Years ago, I read a book called The Checklist Manifesto. Medical researcher Atul Gawande was fascinated by the pre-flight checklists that pilots use to ensure everything is safe before a flight. Air travel is incredibly safe when you consider all the potential things that could go wrong. He wondered how the checklist concept could be applied in surgeries – a lot of things could go wrong, and, too often, do.  

He wondered if the use of checklists could help improve surgical outcomes. To test this idea, he got several hospitals to agree to try implementing pre-op checklists. The results were staggering: Deaths caused by complications in surgery plummeted 47%!

How could that be? Surgeons and medical staff are among the mostly highly trained professionals in the world.  They are very good at their craft, but they aren’t infallible. Something as simple as a checklist can dramatically reduce simple mistakes with critical outcomes.

Reading that book changed our outlook on running our machine shop. (I highly recommend it.)

3 ways an ERP checklist could have saved the day

If a surgeon can improve by that much with a simple checklist, then why aren’t checklists ubiquitous in manufacturing? Our programmers, setup machinists, inspectors, and estimators should be able to reduce errors and improve quality in their workflow by using checklists. Their work isn’t a matter of life or death, but to the health and profitability of a manufacturing company, any improvements can have huge positive effects.

In the story above there were three main places the errors should have been prevented.

  1. Order entry should have confirmed with a checklist that the revision of the drawing was identical to last time. If it wasn’t, a flag would be raised immediately before ordering material and other work ensued.
  2. The programmer should have used a checklist to ensure all the necessary tools were going to be available when the job was set up. The tap could have been ordered on a normal lead time.
  3. When the job was getting prepared (ideally kitted a day or two before the machine was ready), the setup machinist should have been using a checklist to ensure all necessary items were available. This would error check both the order entry and programmer checklists for mistakes and would have ensured that the machine didn’t sit for a day waiting for a tool to arrive.

If those checklists had existed, and each list had taken 1 minute to complete, then the 3 minutes of time investment would have resulted in a much more favorable outcome, which didn’t make other jobs late, didn’t incur overnight shipping of the tap, didn’t require the use of expensive and oversized material, and didn’t incur overtime for the next 2 days to get back on schedule. What was a loser job could have easily been highly profitable.

It’s for precisely this reason we built a comprehensive checklist capability into ProShop Manufacturing ERP. We call it a Pre-Processing Checklist and it’s built into every single Work Order, and Customer PO/Sales Order in ProShop. It provides a simple method and workflow for employees to follow, ensuring they don’t miss the little details that have such a huge impact.

Not only that, but the configuration of the checklist will automatically morph depending on the Work Order type. If you have a new job you’ve never done before, it’ll be a longer and more detailed list. If it’s a repeat job of the same revision as last time, the list will automatically be much shorter.
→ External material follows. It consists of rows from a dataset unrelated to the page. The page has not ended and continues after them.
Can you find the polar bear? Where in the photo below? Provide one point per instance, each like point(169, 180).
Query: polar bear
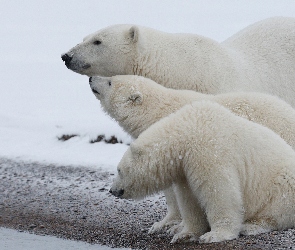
point(136, 103)
point(260, 58)
point(234, 176)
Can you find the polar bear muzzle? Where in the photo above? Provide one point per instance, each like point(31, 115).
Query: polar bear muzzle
point(117, 193)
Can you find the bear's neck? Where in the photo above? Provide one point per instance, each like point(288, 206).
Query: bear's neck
point(201, 64)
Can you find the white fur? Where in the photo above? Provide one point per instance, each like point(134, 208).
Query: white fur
point(232, 175)
point(260, 58)
point(137, 103)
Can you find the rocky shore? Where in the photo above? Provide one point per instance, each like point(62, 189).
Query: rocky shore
point(74, 203)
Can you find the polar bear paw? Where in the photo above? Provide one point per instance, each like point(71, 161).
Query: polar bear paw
point(163, 225)
point(175, 229)
point(185, 237)
point(217, 236)
point(252, 229)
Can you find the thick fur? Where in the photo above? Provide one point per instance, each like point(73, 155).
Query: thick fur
point(233, 176)
point(260, 58)
point(137, 103)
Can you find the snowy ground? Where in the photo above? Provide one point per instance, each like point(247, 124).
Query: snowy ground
point(12, 240)
point(41, 99)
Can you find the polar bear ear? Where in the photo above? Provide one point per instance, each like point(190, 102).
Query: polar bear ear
point(136, 98)
point(134, 33)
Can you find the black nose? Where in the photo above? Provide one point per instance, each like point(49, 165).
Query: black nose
point(116, 193)
point(66, 58)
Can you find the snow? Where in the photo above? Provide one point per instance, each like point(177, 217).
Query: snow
point(11, 240)
point(41, 99)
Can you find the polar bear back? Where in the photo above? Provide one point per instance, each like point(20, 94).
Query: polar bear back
point(205, 137)
point(265, 52)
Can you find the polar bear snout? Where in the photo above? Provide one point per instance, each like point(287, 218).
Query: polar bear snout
point(117, 193)
point(67, 59)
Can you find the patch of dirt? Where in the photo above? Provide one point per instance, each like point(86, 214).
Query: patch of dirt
point(74, 203)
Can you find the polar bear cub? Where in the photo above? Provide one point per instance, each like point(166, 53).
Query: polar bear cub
point(137, 102)
point(240, 174)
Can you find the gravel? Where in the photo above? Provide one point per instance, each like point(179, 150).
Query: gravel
point(74, 203)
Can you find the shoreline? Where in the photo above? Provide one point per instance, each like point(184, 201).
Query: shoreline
point(74, 203)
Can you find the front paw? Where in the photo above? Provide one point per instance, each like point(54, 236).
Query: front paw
point(162, 225)
point(175, 229)
point(217, 236)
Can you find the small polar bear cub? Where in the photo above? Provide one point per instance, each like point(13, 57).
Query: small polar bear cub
point(239, 175)
point(137, 102)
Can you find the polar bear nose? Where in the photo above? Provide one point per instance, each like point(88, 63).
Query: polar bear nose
point(117, 193)
point(66, 58)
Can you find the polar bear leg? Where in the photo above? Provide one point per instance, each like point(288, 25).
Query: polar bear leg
point(222, 200)
point(194, 222)
point(258, 226)
point(173, 216)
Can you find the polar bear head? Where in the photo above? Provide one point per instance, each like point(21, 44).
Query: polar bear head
point(128, 99)
point(119, 95)
point(107, 52)
point(138, 173)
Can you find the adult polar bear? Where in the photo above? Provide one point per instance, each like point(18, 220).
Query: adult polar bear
point(136, 103)
point(260, 58)
point(234, 176)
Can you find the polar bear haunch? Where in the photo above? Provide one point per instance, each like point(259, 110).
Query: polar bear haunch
point(241, 174)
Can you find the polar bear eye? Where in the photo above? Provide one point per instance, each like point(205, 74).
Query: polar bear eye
point(97, 42)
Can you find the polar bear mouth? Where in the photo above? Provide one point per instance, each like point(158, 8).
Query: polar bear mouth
point(117, 193)
point(95, 92)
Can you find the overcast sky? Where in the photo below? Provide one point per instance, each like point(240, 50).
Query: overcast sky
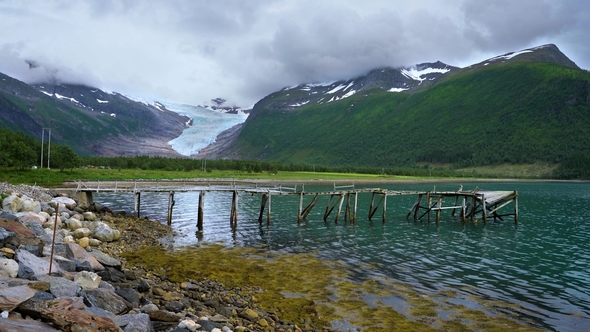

If it’s a prototype job that doesn’t need all the certifications and quality checks, it can be a tiny checklist of just the essentials. And the infrastructure exists for clients to completely control the configuration of the list and the effects of Work Order type on those lists.

Our clients typically see dramatic results with ProShop: Higher revenue, greater profit, higher spindle uptime, faster setup times, and lower scrap rates. Many factors contribute to these results, but using checklists and ensuring that work is being performed thoroughly and completely is a valuable component.

Checklists are simple and low cost to implement. It just takes a little imagination and some discipline. Why don’t you try using checklists in your shop starting tomorrow, and see how it goes?